Deleterious mutations in ionotropic glutamate receptor genes are causative for numerous non-syndromic neurodevelopmental disorders (NDDs). Individuals with NDD caused by a point mutation in the glutamatergic kainate receptor subunit 2 (GRIK2 p.A657T) exhibit imbalanced to ataxic gait. We are interested in identifying the mechanistic basis for this impaired motor control using a mouse model with the same mutation. A657T mice demonstrate alterations in motor coordination and posture that we have characterized using a battery of behavioral tests including ataxia scoring (ledge test, clasping, kyphosis, gait). We aim to elucidate the neural correlates of the motor deficits observed in A657T animals using electrophysiological techniques and anticipate that our findings will enhance our understanding of the role of kainate receptors in motor control and developmental disease.

Cydney Martell
PhD Candidate in the Laboratory of Gabriel Rocklin, PhD

"High-throughput discovery of the sequence and structure determinants for stress-induced aggregation of miniproteins"
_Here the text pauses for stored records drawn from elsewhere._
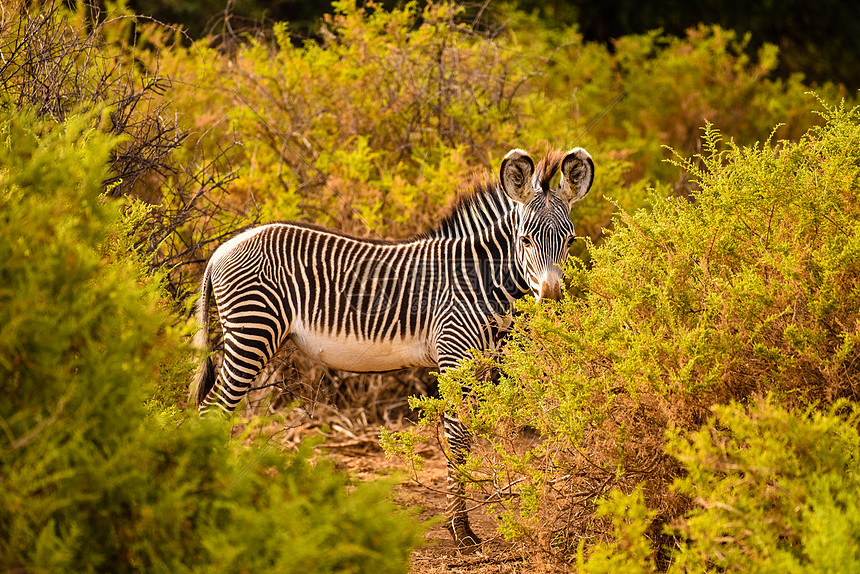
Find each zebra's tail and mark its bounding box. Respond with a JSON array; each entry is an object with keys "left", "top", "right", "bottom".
[{"left": 189, "top": 265, "right": 215, "bottom": 408}]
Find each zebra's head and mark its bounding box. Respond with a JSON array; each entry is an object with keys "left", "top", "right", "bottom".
[{"left": 501, "top": 148, "right": 594, "bottom": 301}]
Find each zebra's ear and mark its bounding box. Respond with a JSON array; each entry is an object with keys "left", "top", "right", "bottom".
[
  {"left": 558, "top": 147, "right": 594, "bottom": 205},
  {"left": 500, "top": 149, "right": 535, "bottom": 203}
]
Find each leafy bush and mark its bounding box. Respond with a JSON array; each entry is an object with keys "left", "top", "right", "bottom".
[
  {"left": 390, "top": 100, "right": 860, "bottom": 561},
  {"left": 578, "top": 399, "right": 860, "bottom": 573},
  {"left": 0, "top": 107, "right": 418, "bottom": 572}
]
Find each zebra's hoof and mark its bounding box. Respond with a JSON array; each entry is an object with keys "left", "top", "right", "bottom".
[{"left": 448, "top": 525, "right": 481, "bottom": 554}]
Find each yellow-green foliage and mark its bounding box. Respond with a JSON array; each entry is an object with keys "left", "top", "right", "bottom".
[
  {"left": 0, "top": 110, "right": 418, "bottom": 573},
  {"left": 578, "top": 398, "right": 860, "bottom": 574},
  {"left": 394, "top": 99, "right": 860, "bottom": 562},
  {"left": 131, "top": 1, "right": 834, "bottom": 276}
]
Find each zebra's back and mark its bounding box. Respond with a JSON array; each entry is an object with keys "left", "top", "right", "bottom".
[{"left": 210, "top": 223, "right": 445, "bottom": 372}]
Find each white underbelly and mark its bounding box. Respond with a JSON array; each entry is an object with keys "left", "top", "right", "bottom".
[{"left": 292, "top": 325, "right": 436, "bottom": 373}]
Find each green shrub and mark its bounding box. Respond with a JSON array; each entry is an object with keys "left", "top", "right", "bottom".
[
  {"left": 0, "top": 107, "right": 418, "bottom": 573},
  {"left": 390, "top": 100, "right": 860, "bottom": 561},
  {"left": 578, "top": 399, "right": 860, "bottom": 573}
]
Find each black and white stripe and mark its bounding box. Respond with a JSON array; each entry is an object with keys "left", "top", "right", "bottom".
[{"left": 194, "top": 148, "right": 594, "bottom": 548}]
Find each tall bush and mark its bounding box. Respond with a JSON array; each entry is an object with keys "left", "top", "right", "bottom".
[
  {"left": 0, "top": 107, "right": 417, "bottom": 572},
  {"left": 392, "top": 99, "right": 860, "bottom": 561}
]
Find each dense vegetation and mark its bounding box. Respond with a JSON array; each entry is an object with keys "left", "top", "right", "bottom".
[{"left": 0, "top": 1, "right": 860, "bottom": 572}]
Miniproteins (< 10 kDa) are emerging as a promising therapeutic alternative to small molecule inhibitors and larger antibodies. One major challenge in developing protein therapeutics is they can aggregate when exposed to physical stresses during storage, transport, and in the body. The ability to design aggregation-resistant miniproteins would increase their applications in treating disease. I aim to learn design rules for hyper-stable proteins that remain folded when exposed to aggregation-promoting stresses. We are developing a mass spectrometry-based approach to quantitatively measure the aggregation resistance after stress exposure for thousands of miniproteins at one time. The large-scale aggregation data will be integrated with protein sequence and structural features to develop a quantitative model to predict aggregation. The lessons from this analysis will allow us to rationally design proteins with unprecedented resistance to stress.